Communication templates related to release management
Deprecation notices
Deprecation notices are part of release notes to act as a warning: at some point in the future some part of coreboot gets removed. That point must be at least 6 months after the release of the notice and it must be right after some release: That is, the specified release must still contain the part in question while one git commit later it might be removed.
The usual reason is progress: Infrastructure module X has been replaced by infrastructure module X+1. Removing X helps keep the sources manageable and likely opens opportunities to improve the codebase even more. Sometimes everything using some module has been converted to its successor already and it’s natural for such modules to be removed. Even then it might be useful to add an entry to the release notes to make everybody aware of such a change, for maintainers of incomplete boards that they might keep in their local trees and also to give credit to the developers of that change.
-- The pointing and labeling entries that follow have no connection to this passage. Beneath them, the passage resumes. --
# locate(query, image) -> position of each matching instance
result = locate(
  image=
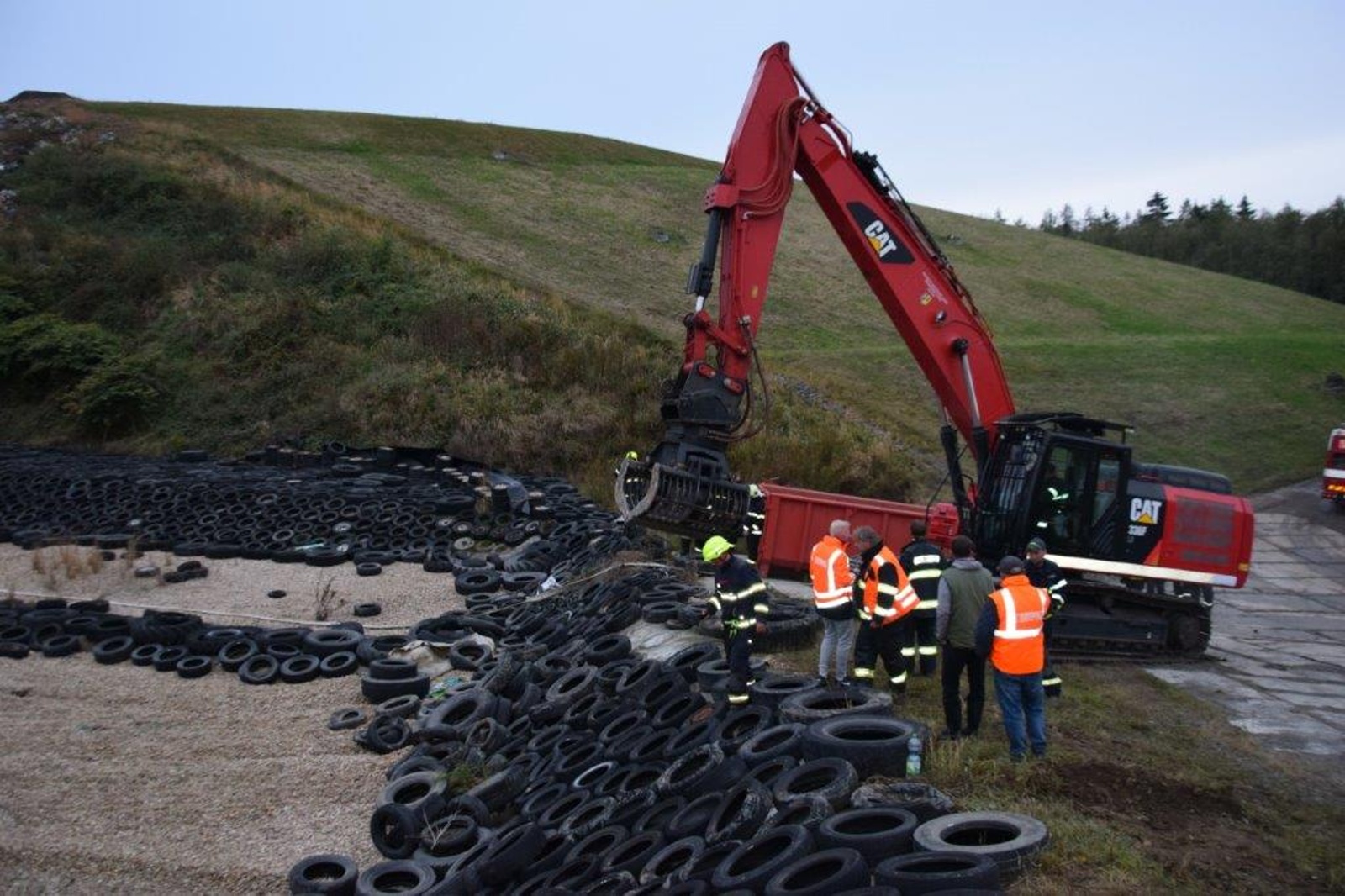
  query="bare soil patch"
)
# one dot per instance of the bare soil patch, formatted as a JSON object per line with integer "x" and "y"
{"x": 121, "y": 779}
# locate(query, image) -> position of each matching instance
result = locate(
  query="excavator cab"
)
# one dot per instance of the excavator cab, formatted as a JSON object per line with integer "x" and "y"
{"x": 1052, "y": 477}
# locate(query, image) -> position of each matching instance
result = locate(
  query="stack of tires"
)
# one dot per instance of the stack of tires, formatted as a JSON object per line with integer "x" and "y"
{"x": 562, "y": 762}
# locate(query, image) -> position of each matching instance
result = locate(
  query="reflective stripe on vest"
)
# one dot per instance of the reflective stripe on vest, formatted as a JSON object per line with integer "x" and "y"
{"x": 900, "y": 599}
{"x": 831, "y": 571}
{"x": 1019, "y": 643}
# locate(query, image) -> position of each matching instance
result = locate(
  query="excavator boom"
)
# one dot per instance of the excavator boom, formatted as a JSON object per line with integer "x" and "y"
{"x": 685, "y": 485}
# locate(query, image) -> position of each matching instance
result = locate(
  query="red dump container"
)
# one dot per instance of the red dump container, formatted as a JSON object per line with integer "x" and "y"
{"x": 798, "y": 519}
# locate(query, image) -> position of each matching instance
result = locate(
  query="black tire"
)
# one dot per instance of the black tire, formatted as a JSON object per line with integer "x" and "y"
{"x": 299, "y": 669}
{"x": 389, "y": 669}
{"x": 510, "y": 855}
{"x": 672, "y": 858}
{"x": 807, "y": 811}
{"x": 768, "y": 771}
{"x": 752, "y": 864}
{"x": 323, "y": 873}
{"x": 324, "y": 642}
{"x": 741, "y": 724}
{"x": 170, "y": 656}
{"x": 403, "y": 876}
{"x": 740, "y": 814}
{"x": 417, "y": 791}
{"x": 773, "y": 690}
{"x": 403, "y": 707}
{"x": 235, "y": 653}
{"x": 873, "y": 744}
{"x": 822, "y": 873}
{"x": 815, "y": 705}
{"x": 261, "y": 669}
{"x": 694, "y": 817}
{"x": 347, "y": 717}
{"x": 833, "y": 779}
{"x": 936, "y": 872}
{"x": 477, "y": 582}
{"x": 694, "y": 771}
{"x": 784, "y": 739}
{"x": 1012, "y": 841}
{"x": 387, "y": 734}
{"x": 377, "y": 690}
{"x": 13, "y": 649}
{"x": 876, "y": 833}
{"x": 338, "y": 665}
{"x": 194, "y": 667}
{"x": 921, "y": 799}
{"x": 394, "y": 829}
{"x": 113, "y": 650}
{"x": 631, "y": 855}
{"x": 60, "y": 646}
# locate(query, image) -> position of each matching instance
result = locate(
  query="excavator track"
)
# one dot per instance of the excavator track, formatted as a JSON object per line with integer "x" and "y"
{"x": 1156, "y": 622}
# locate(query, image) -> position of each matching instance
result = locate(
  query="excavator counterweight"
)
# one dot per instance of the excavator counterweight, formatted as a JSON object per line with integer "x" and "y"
{"x": 1142, "y": 544}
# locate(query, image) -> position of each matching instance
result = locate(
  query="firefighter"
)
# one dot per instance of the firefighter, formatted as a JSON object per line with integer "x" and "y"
{"x": 741, "y": 600}
{"x": 923, "y": 564}
{"x": 831, "y": 588}
{"x": 884, "y": 603}
{"x": 1010, "y": 634}
{"x": 1046, "y": 573}
{"x": 755, "y": 524}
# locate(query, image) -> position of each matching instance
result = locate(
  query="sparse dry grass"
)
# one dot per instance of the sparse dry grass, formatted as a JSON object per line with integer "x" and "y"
{"x": 1147, "y": 790}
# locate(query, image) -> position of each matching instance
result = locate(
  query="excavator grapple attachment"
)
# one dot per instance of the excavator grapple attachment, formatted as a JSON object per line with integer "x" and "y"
{"x": 681, "y": 502}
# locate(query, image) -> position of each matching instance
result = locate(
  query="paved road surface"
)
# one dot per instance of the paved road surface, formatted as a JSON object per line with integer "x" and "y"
{"x": 1278, "y": 645}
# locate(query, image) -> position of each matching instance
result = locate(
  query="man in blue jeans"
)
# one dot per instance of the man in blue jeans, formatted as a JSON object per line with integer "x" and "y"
{"x": 1010, "y": 634}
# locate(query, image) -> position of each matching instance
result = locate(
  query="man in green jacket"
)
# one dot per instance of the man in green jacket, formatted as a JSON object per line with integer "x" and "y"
{"x": 963, "y": 591}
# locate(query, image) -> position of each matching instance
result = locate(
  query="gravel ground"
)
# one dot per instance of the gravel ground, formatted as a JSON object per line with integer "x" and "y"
{"x": 120, "y": 779}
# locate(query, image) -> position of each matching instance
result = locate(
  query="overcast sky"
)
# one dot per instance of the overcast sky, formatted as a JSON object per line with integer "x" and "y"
{"x": 972, "y": 105}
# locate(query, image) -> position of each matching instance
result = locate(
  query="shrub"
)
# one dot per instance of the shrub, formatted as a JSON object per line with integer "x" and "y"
{"x": 114, "y": 398}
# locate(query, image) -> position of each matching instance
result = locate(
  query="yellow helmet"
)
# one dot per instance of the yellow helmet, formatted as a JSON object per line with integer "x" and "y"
{"x": 715, "y": 546}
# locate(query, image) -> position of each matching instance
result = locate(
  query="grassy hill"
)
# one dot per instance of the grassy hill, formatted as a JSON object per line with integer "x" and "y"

However this template isn’t about such cases. Sometimes the tree contains mainboards that rely on X and can’t be easily migrated to X+1, often because no active developer has access to these mainboards, and that is where this type of deprecation notice comes in:
A deprecation notice shall outline what is being removed, when it is planned for removal (always directly after a future release so it remains clear when something is part of coreboot and when it isn’t anymore) and which devices would be affected at the time of writing. Since past deprecation notices have been read as “we plan to remove mainboards A, B, and C”, sparking outrage with the devoted users of A, B, or C, some care is necessary to make clear which parts are slated for removal and which parts are merely consequences if no action is taken. Or put differently: It should be obvious that besides the deprecation plan, there is a call to action to save a couple of devices from becoming officially unsupported.
As such, consider the following template when announcing a deprecation:
The Thing to remove
A short description of the Thing slated for removal.
A short rationale why it’s being removed (e.g. new and better Thing exists in parallel; new Thing already demonstrated to work in this many releases; removing Thing enables this or that improvement)
Timeline: Announced here, Thing will be removed right after the release X months out (where X >= 6)
Call to action
Removing Thing requires work on a number of (boards, chipsets, …) that didn’t make the switch yet. The work approximately looks like this: (e.g. pointers to commits where a board has been successfully migrated from Thing to new Thing).
Working on migrating away from Thing involves (hardware components, coreboot systems, …) 1, 2, and 3. It’s difficult to do on the remaining devices because …
Parts of the tree that need work to become independent of Thing.
chipset A
board A1
board A2
chipset B
board B1
We prefer to move them along, but if we don’t see any maintenance in our tree we’ll have to assume that there’s no more interest in these platforms. As a consequence these devices either have to work without Thing by the removal date or they will be removed together with Thing. (side note: these removals aren’t the law, so if there’s work in progress to move boards off X and a roadmap that makes it probable to succeed, just not within the announced deprecation timeline, we can still decide to postpone the actual removal by one release. This needn’t be put in the release notes themselves though or it might encourage people to look for simple escape hatches.)
(If there are developers offering to write patches: ) There are developers interested in helping move these forward but they can’t test any changes for lack of equipment. If you have an affected device and can run tests on it, please reach out to developers α, β, and γ.
(Otherwise maybe something more generic like this: ) If you want to take this on, the coreboot developer community will try to help you: Reach out through one of our forums.